The Coming of Night

Sunlight filled the skies all the time.
Sunlight filled the skies all the time.
©2007 Publications International, Ltd.

Long ago, when the Earth was new, the sun always shined. There was no nighttime. No twinkling stars or golden moon. No owls sighing, "Whoo." No buzzing insects, and no leopards growling in the still of night.

The people did not know when to awaken because there was no dawn, and there was no dusk to tell them when to go to sleep. Sunlight filled the skies all the time.

Then one day Yemoya, the magical goddess of the river, sent her daughter Aje to wed Oduduwa, the Earth chief. Aje left her cool and shady home deep within the river and came to the surface.

Aje and Oduduwa soon were married. Aje loved her new home and husband, but as time passed she began to grow weary of the bright, hot sun. "Oh, how I miss the dark, cool waters of the river," Aje said. "I wish Night was here!"

Oduduwa wanted his bride to be happy, so he asked, "What is Night? Where can we find it?"

"Night is a cool, crisp sheet that covers the day's warm bed," responded Aje. "It calms all who are weary, but Night can only be found beneath the water in my mother's home."

Aje and Oduduwa decided to summon Crocodile and Hippopotamus, the river's messengers. Aje wrote a note to her mother asking her to send Night to the surface. She gave the note to the messengers.

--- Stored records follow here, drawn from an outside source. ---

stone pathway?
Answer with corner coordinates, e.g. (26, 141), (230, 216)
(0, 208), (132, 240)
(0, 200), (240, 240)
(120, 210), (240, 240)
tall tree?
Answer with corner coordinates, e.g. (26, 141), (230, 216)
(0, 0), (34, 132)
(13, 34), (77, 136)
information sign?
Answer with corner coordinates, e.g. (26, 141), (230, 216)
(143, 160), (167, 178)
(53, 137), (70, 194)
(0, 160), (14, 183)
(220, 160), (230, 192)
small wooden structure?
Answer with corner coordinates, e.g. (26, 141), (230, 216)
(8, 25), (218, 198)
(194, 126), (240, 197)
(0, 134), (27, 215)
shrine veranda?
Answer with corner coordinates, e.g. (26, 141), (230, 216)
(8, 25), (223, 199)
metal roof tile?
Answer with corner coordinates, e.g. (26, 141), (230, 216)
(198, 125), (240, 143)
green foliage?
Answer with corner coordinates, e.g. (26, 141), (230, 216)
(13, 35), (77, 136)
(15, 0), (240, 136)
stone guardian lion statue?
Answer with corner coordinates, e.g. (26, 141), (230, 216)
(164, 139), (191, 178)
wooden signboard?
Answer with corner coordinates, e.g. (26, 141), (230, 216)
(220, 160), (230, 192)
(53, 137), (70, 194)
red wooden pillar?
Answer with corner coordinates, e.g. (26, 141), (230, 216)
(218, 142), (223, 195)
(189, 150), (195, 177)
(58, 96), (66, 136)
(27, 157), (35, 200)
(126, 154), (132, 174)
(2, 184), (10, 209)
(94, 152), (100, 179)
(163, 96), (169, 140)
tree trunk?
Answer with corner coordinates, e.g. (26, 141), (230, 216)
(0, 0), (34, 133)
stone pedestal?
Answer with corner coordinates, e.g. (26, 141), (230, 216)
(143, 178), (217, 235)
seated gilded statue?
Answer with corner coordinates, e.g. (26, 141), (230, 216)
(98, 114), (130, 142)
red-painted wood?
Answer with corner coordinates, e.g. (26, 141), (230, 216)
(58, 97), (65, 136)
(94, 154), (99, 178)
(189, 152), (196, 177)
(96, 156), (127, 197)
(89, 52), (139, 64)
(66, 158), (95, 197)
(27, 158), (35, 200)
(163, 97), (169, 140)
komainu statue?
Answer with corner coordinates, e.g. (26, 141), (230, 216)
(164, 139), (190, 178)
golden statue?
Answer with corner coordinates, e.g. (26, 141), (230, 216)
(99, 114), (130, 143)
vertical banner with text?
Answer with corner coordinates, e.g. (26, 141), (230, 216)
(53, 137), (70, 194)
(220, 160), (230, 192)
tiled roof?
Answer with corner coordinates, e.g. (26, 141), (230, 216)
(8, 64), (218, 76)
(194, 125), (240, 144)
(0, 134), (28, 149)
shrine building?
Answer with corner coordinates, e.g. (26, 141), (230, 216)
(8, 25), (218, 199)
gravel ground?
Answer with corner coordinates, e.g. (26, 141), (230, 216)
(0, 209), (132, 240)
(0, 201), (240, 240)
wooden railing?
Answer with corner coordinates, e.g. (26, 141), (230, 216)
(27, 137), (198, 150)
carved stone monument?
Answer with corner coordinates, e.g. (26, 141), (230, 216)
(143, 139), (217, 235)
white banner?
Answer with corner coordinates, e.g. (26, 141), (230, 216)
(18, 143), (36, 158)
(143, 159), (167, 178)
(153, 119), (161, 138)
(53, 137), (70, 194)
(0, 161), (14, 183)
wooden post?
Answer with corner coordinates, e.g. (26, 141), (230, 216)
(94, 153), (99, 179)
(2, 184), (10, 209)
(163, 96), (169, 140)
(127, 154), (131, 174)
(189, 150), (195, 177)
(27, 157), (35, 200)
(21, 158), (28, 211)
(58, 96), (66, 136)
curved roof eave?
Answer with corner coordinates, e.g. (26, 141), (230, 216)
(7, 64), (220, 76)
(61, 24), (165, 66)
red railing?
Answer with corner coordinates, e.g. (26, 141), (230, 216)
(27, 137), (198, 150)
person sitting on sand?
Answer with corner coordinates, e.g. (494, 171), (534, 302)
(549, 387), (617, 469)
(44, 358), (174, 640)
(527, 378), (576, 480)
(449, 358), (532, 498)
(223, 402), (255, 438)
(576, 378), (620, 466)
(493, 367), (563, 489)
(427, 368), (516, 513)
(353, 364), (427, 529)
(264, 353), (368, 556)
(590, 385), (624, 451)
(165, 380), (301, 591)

Aje sent Crocodile and Hippopotamus to get Night.
©2007 Publications International, Ltd.

Crocodile and Hippopotamus swam deep beneath the water until finally they arrived at Yemoya's beautiful river palace. Yemoya read the note from Aje and began to fill a sack full of the mysterious Night for the messengers to bring back to Earth.

"Careful," Yemoya warned them. "Do not open the sack. Only Aje can control the Night spirits."

Crocodile and Hippopotamus nodded, bowed, and then swam away with the sack. Once they reached the shore, they stopped to rest. Suddenly, a strange noise could be heard coming from the sack. It was the Night spirits!